Phase Estimation Algorithm for Frequency Hopped Binary PSK and DPSK Waveforms with Small Number of Reference Symbols

In military satellite communication systems that use frequency hopped waveforms, it is difficult to coherently detect phase shift keying (PSK) (binary or M-ary) signals unless many reference symbols are used to aid with phase estimation of the received signal. For this reason, many systems use differential phase modulations, such as differential phase shift keying (DPSK), which can be detected noncoherently without the use of phase information. However, the use of DPSK over PSK results in reduced power efficiency. This paper presents a novel approach to phase estimation that provides improved power efficiency through coherent detection of phase modulated signals (with and without differential encoding) using few reference symbols. More specifically, the algorithm presented herein uses signal processing techniques to estimate the phase of each hop by using both reference and information symbols in a hop.

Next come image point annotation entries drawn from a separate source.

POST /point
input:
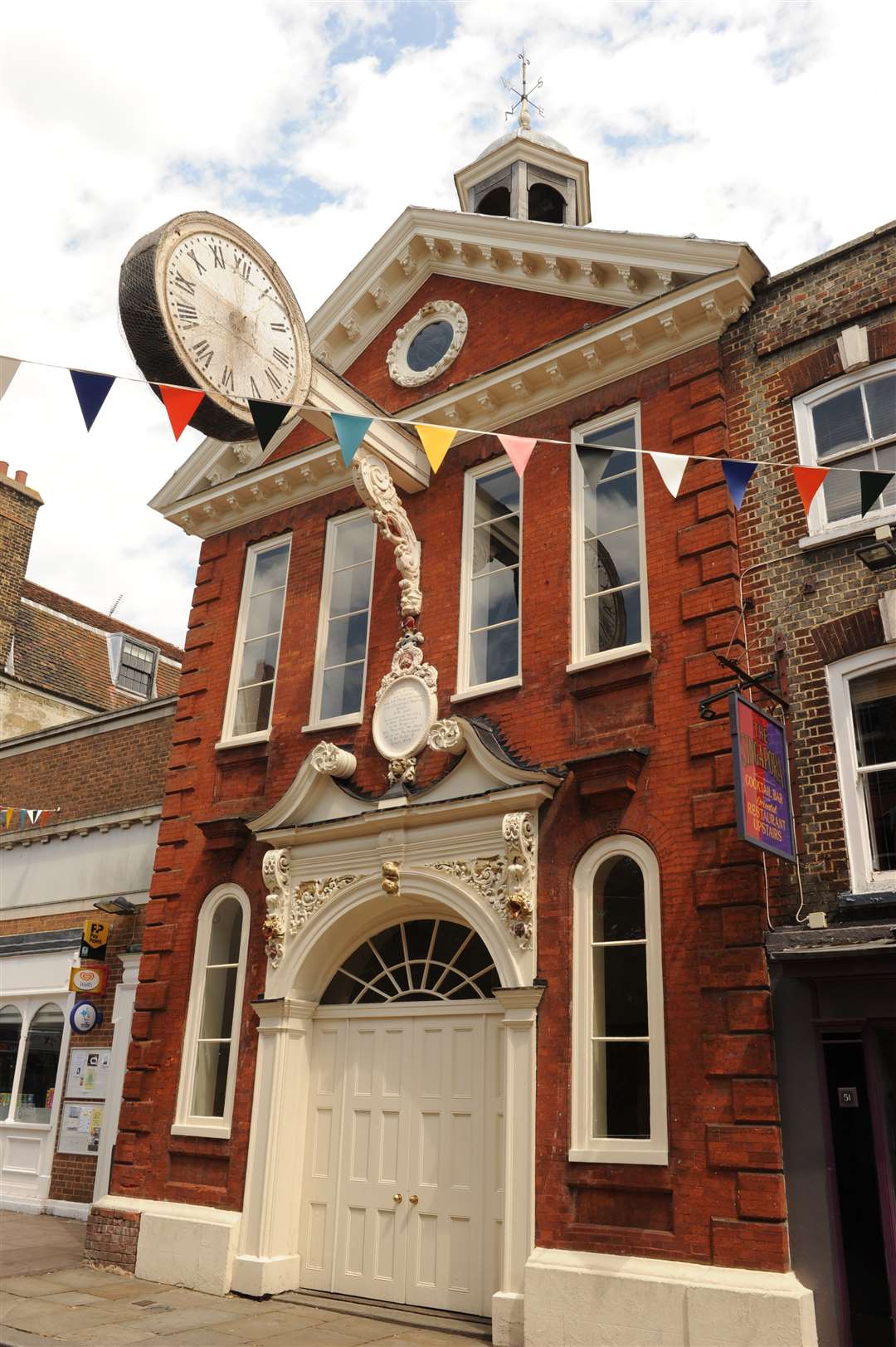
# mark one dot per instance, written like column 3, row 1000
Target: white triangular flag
column 7, row 372
column 671, row 469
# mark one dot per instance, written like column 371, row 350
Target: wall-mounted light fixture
column 880, row 554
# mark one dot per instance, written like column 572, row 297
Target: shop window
column 37, row 1085
column 258, row 642
column 863, row 694
column 340, row 672
column 489, row 637
column 849, row 423
column 10, row 1039
column 609, row 583
column 619, row 1057
column 205, row 1100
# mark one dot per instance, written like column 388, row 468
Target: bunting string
column 181, row 402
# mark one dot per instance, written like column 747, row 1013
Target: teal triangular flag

This paper focuses on binary PSK and DPSK waveforms where data is transmitted in blocks with only one or two reference symbols per block. The performance of this algorithm was evaluated for the case of additive white Gaussian noise (AWGN) and Rayleigh fading channels via Monte Carlo simulations. At bit error rates (BER) of interest, the results indicate that, depending on the environment and modulation used, performance gains of up to 3 dB were realized when hops contain as few as two reference symbols. The results also show that coherent detection of binary phase shifting keying (BPSK) and DPSK modulated waveforms containing one reference symbol per hop performed more efficiently than noncoherent detection in all channels considered.